Дрожащими руками Джалол долго перекидывал
через голову ремень винтовки, расстегивал патронташ.
Усмон Азиз кивнул Гуломхусайну:
— Подними.
Подъехав к Джалолу, Гуломхусайн, не сходя с коня, нагнулся и разом подхватил винтовку и патронташ.
И сразу же прозвучал выстрел.
— Вот теперь ты умрешь!
— Почтенный,— растерянно произнес Джалол, шагнул вперед и, схватившись за грудь, осел на землю.
И снова, как много-много лет назад, услышал он колыбельную, которую пела ему мать; и тихая, нежная эта песня не подпускала к его сердцу смерть и сквозь теплый, молочный туман вела в небольшое село с каменными домами — туда, где, переполненная весенней водой, кипела веселая река и возвышалась до седьмого неба лазоревая гора.
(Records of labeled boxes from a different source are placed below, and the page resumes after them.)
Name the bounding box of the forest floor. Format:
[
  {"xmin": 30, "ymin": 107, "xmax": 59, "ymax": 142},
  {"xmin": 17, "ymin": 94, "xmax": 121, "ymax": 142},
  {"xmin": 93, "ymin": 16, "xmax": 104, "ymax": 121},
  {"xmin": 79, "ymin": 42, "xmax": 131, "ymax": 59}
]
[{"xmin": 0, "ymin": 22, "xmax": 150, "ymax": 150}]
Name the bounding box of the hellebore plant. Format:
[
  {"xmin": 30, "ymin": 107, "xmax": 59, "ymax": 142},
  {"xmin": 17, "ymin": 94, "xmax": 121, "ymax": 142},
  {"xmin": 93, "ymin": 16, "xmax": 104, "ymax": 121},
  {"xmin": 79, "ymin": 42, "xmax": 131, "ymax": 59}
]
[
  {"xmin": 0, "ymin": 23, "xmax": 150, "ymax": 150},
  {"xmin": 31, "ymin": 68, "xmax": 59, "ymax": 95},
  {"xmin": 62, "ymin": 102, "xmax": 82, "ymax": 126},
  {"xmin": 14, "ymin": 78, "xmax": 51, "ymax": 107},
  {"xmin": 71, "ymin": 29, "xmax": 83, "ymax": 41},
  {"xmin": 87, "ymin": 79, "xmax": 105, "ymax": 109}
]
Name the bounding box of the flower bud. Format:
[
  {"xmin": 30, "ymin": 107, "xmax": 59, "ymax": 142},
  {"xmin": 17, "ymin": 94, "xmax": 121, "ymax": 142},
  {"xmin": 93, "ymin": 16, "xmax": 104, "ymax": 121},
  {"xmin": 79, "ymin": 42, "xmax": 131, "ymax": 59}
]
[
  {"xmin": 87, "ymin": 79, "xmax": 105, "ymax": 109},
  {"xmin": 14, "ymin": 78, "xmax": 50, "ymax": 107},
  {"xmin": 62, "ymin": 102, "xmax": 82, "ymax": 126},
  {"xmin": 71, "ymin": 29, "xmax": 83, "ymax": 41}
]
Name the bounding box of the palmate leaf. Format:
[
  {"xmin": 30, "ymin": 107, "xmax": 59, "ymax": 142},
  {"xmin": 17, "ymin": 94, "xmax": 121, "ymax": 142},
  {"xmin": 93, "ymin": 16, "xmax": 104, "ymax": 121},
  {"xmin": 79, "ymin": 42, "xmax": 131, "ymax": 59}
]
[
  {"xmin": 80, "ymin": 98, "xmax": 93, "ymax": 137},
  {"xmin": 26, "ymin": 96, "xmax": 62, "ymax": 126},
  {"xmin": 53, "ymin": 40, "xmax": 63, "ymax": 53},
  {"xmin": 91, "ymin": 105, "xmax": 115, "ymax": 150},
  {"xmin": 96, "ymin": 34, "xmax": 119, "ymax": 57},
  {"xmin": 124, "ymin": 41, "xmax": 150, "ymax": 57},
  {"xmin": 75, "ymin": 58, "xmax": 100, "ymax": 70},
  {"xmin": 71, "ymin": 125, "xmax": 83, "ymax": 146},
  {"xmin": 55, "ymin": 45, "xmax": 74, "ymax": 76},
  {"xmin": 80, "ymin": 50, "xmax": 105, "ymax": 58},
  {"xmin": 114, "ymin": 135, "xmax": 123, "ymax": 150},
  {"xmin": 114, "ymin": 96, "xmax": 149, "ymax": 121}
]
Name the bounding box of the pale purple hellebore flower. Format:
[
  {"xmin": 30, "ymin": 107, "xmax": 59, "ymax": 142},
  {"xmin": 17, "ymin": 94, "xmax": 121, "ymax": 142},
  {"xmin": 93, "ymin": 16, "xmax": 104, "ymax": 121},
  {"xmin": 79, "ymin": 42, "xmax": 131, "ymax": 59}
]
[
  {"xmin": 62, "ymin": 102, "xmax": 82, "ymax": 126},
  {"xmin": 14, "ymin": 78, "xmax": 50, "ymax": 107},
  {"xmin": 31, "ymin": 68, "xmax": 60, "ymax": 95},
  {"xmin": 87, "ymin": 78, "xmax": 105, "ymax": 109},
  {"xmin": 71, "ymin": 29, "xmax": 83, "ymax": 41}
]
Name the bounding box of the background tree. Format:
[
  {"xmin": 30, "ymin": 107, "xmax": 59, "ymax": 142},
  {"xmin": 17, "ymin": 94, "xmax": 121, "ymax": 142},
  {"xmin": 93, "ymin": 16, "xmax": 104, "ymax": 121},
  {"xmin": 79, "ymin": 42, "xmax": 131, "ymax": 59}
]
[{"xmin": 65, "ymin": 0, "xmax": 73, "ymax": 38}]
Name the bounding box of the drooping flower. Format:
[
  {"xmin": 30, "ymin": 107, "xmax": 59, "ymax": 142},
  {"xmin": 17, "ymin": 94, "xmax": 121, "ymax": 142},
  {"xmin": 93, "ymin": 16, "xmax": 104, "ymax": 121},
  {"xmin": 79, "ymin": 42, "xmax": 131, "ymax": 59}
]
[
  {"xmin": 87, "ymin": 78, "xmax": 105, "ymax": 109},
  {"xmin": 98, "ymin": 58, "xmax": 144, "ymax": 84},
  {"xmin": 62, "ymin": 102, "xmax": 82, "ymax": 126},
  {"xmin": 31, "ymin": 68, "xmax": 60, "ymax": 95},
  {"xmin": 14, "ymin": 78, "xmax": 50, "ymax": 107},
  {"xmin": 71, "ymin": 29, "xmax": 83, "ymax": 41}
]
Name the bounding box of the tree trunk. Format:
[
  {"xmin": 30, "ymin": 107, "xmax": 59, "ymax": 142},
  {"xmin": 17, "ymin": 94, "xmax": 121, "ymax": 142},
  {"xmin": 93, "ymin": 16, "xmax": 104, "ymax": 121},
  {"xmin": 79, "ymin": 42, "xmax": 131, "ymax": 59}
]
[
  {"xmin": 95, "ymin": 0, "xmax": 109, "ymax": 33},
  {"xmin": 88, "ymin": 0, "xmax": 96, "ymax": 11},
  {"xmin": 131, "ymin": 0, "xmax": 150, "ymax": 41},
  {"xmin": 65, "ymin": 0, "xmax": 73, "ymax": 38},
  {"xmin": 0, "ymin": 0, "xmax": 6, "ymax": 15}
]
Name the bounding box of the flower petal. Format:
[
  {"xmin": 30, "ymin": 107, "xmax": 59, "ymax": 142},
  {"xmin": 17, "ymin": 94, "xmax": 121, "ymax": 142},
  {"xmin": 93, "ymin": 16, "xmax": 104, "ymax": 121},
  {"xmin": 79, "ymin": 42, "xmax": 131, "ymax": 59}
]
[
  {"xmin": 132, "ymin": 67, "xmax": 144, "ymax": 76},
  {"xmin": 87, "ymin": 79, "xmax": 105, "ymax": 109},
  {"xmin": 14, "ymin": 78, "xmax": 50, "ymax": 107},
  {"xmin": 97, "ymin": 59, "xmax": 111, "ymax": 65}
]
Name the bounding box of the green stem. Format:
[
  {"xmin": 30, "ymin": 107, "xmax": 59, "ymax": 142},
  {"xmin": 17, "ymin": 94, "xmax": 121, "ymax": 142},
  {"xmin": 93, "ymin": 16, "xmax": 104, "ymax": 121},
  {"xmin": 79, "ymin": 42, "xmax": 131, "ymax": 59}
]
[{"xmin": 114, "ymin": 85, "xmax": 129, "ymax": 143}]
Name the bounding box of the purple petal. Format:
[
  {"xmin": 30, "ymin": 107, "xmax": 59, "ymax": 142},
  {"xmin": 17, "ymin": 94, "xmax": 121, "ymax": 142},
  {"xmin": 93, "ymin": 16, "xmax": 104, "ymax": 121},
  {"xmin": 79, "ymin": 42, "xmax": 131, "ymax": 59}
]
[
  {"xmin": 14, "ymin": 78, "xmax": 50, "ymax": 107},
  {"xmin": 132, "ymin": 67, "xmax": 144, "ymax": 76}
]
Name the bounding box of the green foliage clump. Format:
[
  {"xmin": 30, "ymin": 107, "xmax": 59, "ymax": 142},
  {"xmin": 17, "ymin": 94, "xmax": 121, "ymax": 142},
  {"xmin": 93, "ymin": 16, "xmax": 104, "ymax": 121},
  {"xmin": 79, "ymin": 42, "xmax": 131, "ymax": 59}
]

Колебались и таяли очертания села, и, будто детская колыбель, раскачивался айван, на котором долгих семь лет в ожидании сына безмолвно сидели седые старики.
«Я вернулся!»—хотел было крикнуть им Джалол, но колыбельная стихла, и в глубину его сердца вошла смерть.
Подтянув ноги, он свернулся в комок. Выскользнула из-за пазухи и упала в траву маленькая сдобная лепешка. И с громким ржанием помчался в сторону ущелья его конь.
Вложив маузер в кобуру, Усмон Азиз движением руки подозвал Халимбая.
— Похороните по всем обычаям и правилам,— глухо промолвил Усмон Азиз, мельком взглянув на тело Джалола.
— Как господин прикажет...
— Похороните здесь же. На могиле поднимите бунчук: погиб за правое дело.
— Слушаюсь, почтенный.
— Если узнаю, что предали земле без савана или не привели муллу и Коран не прочитали—пеняйте на себя.
— Господин может быть спокоен, все исполним.., Ведь мусульманин же!
— Да, в отличие от вас, он был мусульманином.